The birth of anti-cancer nanomaterials
In a laboratory at the School of Translational Medicine, Zhejiang University, China, scientists irradiated breast cancer mice with a near-infrared laser. After 3 minutes, the "medicine box" waiting at the tumor site opened, and the anti-tumor drug quickly and evenly penetrated into the deep tissue of the tumor. After 4 hours, the tumor cells successively apoptosis.
Anti-cancer nanomaterials
This is a kind of "anti-cancer nanomaterial multi-level drug loading system" constructed by the team led by Professor Zhou Min of the Second Affiliated Hospital of Zhejiang University School of Medicine and the Institute of Translational Medicine. This multi-level drug loading system can make tumor drugs Deep delivery to tumor tissue, significantly inhibiting the metastasis of malignant tumors. The research results were published in the internationally renowned academic journal "Advanced Functional Materials".
The researchers said that some drugs that have been proven to have an effect on tumors are currently limited in clinical use. For example, drugs always "run too fast" and "not far". "In general, less than 24 hours, the drug will be metabolized out of the body, and the time for the drug effect to play is very short, resulting in very few drugs that actually go to the tumor, so I have to continue to use the drug." Zhou Min introduced The multi-level drug loading system newly designed by their team can reduce the metabolic rate of anticancer drugs and penetrate deep tissues of tumors that conventional anticancer drugs cannot enter.
The researchers said that some drugs that have been proven to have an effect on tumors are currently limited in clinical use. For example, drugs always "run too fast" and "not far". "In general, less than 24 hours, the drug will be metabolized out of the body, and the time for the drug effect to play is very short, resulting in very few drugs that actually go to the tumor, so I have to continue to use the drug." Zhou Min introduced The multi-level drug loading system newly designed by their team can reduce the metabolic rate of anticancer drugs and penetrate deep tissues of tumors that conventional anticancer drugs cannot enter.

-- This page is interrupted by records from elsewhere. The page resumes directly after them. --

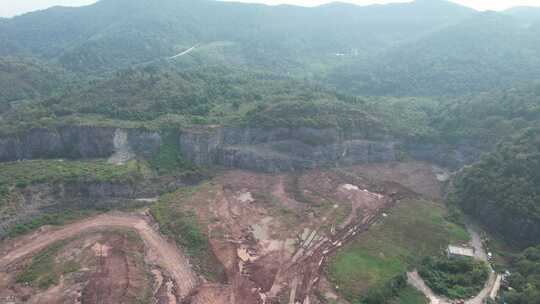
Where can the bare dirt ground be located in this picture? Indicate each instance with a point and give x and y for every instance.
(104, 282)
(490, 289)
(273, 234)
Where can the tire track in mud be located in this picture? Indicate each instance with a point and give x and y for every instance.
(159, 250)
(310, 265)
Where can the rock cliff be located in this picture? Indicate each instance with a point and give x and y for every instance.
(270, 150)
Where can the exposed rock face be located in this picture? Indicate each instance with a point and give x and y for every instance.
(74, 142)
(37, 199)
(280, 149)
(270, 150)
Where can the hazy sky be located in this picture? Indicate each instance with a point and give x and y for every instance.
(10, 8)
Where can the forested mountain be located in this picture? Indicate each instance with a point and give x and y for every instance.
(485, 51)
(117, 33)
(502, 190)
(23, 79)
(121, 32)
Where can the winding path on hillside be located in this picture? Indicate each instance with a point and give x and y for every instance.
(191, 49)
(159, 250)
(490, 289)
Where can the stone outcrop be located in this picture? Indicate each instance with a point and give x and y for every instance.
(281, 149)
(75, 142)
(270, 150)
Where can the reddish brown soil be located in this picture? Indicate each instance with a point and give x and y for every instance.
(271, 232)
(116, 276)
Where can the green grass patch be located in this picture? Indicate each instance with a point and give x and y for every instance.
(169, 160)
(187, 231)
(355, 269)
(413, 230)
(25, 173)
(41, 272)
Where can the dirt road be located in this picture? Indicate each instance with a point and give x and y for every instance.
(490, 289)
(185, 52)
(159, 251)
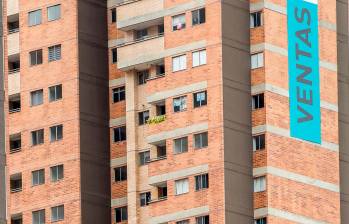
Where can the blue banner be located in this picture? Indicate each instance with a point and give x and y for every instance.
(303, 69)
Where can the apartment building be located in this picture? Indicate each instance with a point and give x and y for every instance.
(175, 111)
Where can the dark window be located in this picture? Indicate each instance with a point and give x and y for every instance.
(200, 140)
(145, 198)
(203, 220)
(113, 15)
(143, 117)
(35, 57)
(258, 142)
(118, 94)
(120, 134)
(142, 77)
(120, 173)
(121, 214)
(258, 101)
(198, 16)
(201, 182)
(255, 19)
(200, 99)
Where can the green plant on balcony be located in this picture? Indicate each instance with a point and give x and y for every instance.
(156, 119)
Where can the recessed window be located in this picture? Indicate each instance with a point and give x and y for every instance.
(143, 76)
(54, 53)
(199, 58)
(37, 97)
(35, 57)
(56, 133)
(143, 117)
(114, 55)
(119, 134)
(38, 217)
(258, 142)
(118, 94)
(121, 214)
(179, 63)
(145, 198)
(257, 60)
(37, 137)
(200, 140)
(259, 184)
(200, 99)
(57, 173)
(257, 101)
(38, 177)
(34, 17)
(201, 182)
(260, 221)
(57, 213)
(54, 12)
(55, 93)
(180, 104)
(198, 16)
(144, 157)
(256, 19)
(203, 219)
(178, 22)
(182, 186)
(180, 145)
(120, 173)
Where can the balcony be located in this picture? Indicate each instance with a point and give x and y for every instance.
(140, 53)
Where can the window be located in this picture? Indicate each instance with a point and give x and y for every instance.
(54, 12)
(180, 104)
(200, 99)
(203, 220)
(260, 221)
(255, 19)
(258, 142)
(178, 22)
(143, 117)
(118, 94)
(54, 53)
(179, 63)
(121, 214)
(55, 93)
(120, 134)
(56, 133)
(201, 140)
(142, 77)
(57, 173)
(114, 55)
(36, 97)
(144, 157)
(145, 198)
(199, 58)
(34, 17)
(257, 101)
(35, 57)
(259, 184)
(257, 60)
(182, 186)
(198, 16)
(120, 173)
(113, 15)
(37, 137)
(57, 213)
(39, 217)
(38, 177)
(181, 145)
(201, 182)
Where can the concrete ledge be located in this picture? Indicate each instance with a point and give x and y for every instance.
(184, 214)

There are abundant blood vessels around the tumor cells, but the growth of blood vessels often cannot keep up with the rate of tumor cell division, resulting in no blood vessel distribution deep in the tumor cells. Traditional anti-cancer drug molecules must pass through blood vessels to reach tumor cells. Without blood vessels, it means that drugs cannot reach. This is also one of the major challenges in the development of oncology drugs.
Zhou Min's team transformed a broad-spectrum anticancer drug doxorubicin to allow multiple small molecules of doxorubicin to form a polymerization ball. Through this design, the "size" of the drug becomes larger, and the time that the drug stays in the body is extended to a certain extent.
Zhou Min's team transformed a broad-spectrum anticancer drug doxorubicin to allow multiple small molecules of doxorubicin to form a polymerization ball. Through this design, the "size" of the drug becomes larger, and the time that the drug stays in the body is extended to a certain extent.
The use of anti-cancer nanomaterials
In addition, the drug delivery system is designed as a light-controlled "pillbox". Only when excited by light of a specific wavelength, the anti-cancer molecules carried on the polymeric sphere will be released and diffused. In the experiment, the research group selected near-infrared light with a wavelength of 800 nanometers, which can penetrate up to 5 cm of biological tissue. Under light, the nanospheres "disintegrate" into ultra-small-sized nanodots and anti-cancer molecules, which quickly penetrate inside the tumor tissue.
Further experiments show that the multi-stage drug loading system can not only effectively destroy tumor cells, but also significantly inhibit the growth of tumor stem cells, and can also inhibit the occurrence of tumor metastasis. Because of its good tumor aggregation ability, this system can significantly reduce the cardiac and systemic toxicity of anti-tumor drugs, and has a high prospect of clinical transformation. However, if this treatment method is to be used clinically, a large number of trials are still required.
Further experiments show that the multi-stage drug loading system can not only effectively destroy tumor cells, but also significantly inhibit the growth of tumor stem cells, and can also inhibit the occurrence of tumor metastasis. Because of its good tumor aggregation ability, this system can significantly reduce the cardiac and systemic toxicity of anti-tumor drugs, and has a high prospect of clinical transformation. However, if this treatment method is to be used clinically, a large number of trials are still required.